An Intuitive Grasp of Nature
But how did Van Gogh get the physics of the sky so right in his painting? Some of it presumably comes from good observation of nature: live in the world, says Dan Janzen.
“Van Gogh may have learned how to accurately depict such turbulence from observing the movement of clouds and the atmosphere, or his observation could be scientific like Reynolds’, which demonstrated an internal sense for probing the dynamism in nature,” says co-author Yongxiang Huang.
Van Gogh had a lifelong practice of carefully observing the natural world, sitting for hours painting fields and rivers in changing light or investigating weather patterns. This meticulous skill could’ve possibly given him an intuitive knowledge of the physics involved.
But the researchers also catch on that Van Gogh may have had artistic talents beyond accurate vision. The way he managed to translate the complexity of the atmosphere onto the canvas, with his bold handling and bright palette are indicative that he had an inherently profound feeling for how fluid dynamics and turbulence work.

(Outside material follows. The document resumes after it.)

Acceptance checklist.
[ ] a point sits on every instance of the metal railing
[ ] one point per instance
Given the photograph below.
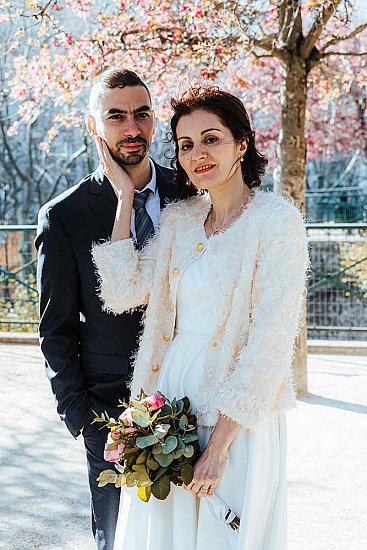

Vincent van Gogh ‘The Starry Night’, in a way, is proof of his spiritual connection to the universe that allowed him to portray so well the rhythm and dynamics of movement and energy inherent in nature.
Conclusion
The linkage of ‘air movements’ with the turbulence behaviour appearing in both the ‘museum classic picture’ The Starry Night of Van Gogh and standard theories in fluid dynamics is an amazing example for how intensively our ancestors obviously experienced and believed in their physical environment . Van Gogh painted the laws of physics in a method only he could; the night sky was painted on vision and canvas, where painting meets science. This research also underscores the profound insight Van Gogh had as an artist, suggesting that the greatest value of his work is what it may teach of nature’s hidden beauties.